At first, the Dumagat beneficiaries were skeptical about the agriculture training. The fund lasted only a year, but Abrigo and Santos did not see a reason to pull back.

“We wanted products that farmers themselves could produce, package and market,” Santos said.

Sierra’s Table took off with the organic fruits and vegetables delivered directly to consumers weekly, at 80 to 100 kilograms.

To make sure of a regular market, it runs an online “palengke” (marketplace), a closed Facebook group named “Los Baños Community-Supported Agriculture.”

Every Thursday or Friday, Abrigo and Santos post available harvests for the week. Patrons place their order by clicking on their preferred products (minimum of P250 worth of fruits and vegetables), which are placed inside a “bayong” (woven native bag) for pickup during a mini-vegetable bazaar every Saturday at the University of the Philippines Los Baños (UPLB).

Among the produce are sweet potatoes, “gabi” (taro), fruits in season, such as avocado, watermelon and lanzones, and basically all vegetables named in the popular children’s song, “Bahay Kubo.”

Since their community is in an upland area, the Dumagat farmers also try to grow Baguio pechay, arugula, lettuce and other vegetables often grown in highland farms.

“Right now, we are enhancing our processing to make products like chili powder, ginger and lemongrass tea,” Santos said.

P2,000 weekly

From P900 a week from illegal logging, each Dumagat family is now earning P2,000 weekly from selling organic produce.

“Consumers get them at a low price and farmers sell them at a fair cost. No more middlemen. We think that’s fair trade and we think that is what’s important,” Santos said.

For instance, if a kilo of eggplants costs P45 in the public market, it is sold at almost the same price with only a P5 to P10 markup to cover labor and transportation costs.

“Farmers are the ones dictating the price [of their produce],” Santos said.

It is not exactly communal farming,  but each family is assigned to cultivate a particular field of 300-500 square meters, which used to be kaingin land.

“As part of biodiversity conservation, they are taught not to go beyond that size anymore. They are asked to put up a ‘bio fence’ by planting coffee or fruit-bearing trees [as demarcation],” Santos said.

Indigenous methods

The farmers practice crop rotation.

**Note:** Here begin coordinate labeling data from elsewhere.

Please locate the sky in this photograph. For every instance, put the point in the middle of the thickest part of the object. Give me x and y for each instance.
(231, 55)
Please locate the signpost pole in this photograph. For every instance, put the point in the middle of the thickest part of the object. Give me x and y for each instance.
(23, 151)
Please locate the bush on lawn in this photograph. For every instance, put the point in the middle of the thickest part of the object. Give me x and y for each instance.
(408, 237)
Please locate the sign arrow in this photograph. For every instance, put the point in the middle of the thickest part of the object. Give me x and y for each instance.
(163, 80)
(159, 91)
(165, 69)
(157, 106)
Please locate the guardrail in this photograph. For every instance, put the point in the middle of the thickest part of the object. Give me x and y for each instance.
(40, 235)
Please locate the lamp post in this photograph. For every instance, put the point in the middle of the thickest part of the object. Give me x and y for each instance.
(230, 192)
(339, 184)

Each family is assigned three to five specific crops per season to prevent an oversupply of the crops.

“What we need to realize is that these farmers, by nature, are using indigenous methods because they can’t afford agrochemicals [as fertilizers] in the first place,” Santos said.

Natural ingredients, such as “kakawate” leaves, are used as pesticide and guano (bat excrement) as fertilizers.

Sierra’s Table’s latest product is the bamboo drinking straw called “IP-ipan” (the name is derived from the local term “ip-ip,” which means to sip or absorb, and “IP” for indigenous peoples). The straws were launched at the UPLB fair this month.

“The idea [of a bamboo straw] is actually not new. But from what we’ve noticed, those being produced are meant for export. Nothing so far is made for the local [market],” Abrigo said.

The straws are made from “buho,” a native bamboo species that grows abundantly in the Sierra Madre mountain ranges. These are cut, cleaned, and its edges smoothened.

IP brand

Unlike plastic or metal straws, the bamboo straws are biodegradable and leave less carbon footprint. It can also be reused “up to 10 times” unlike paper straws, Santos said.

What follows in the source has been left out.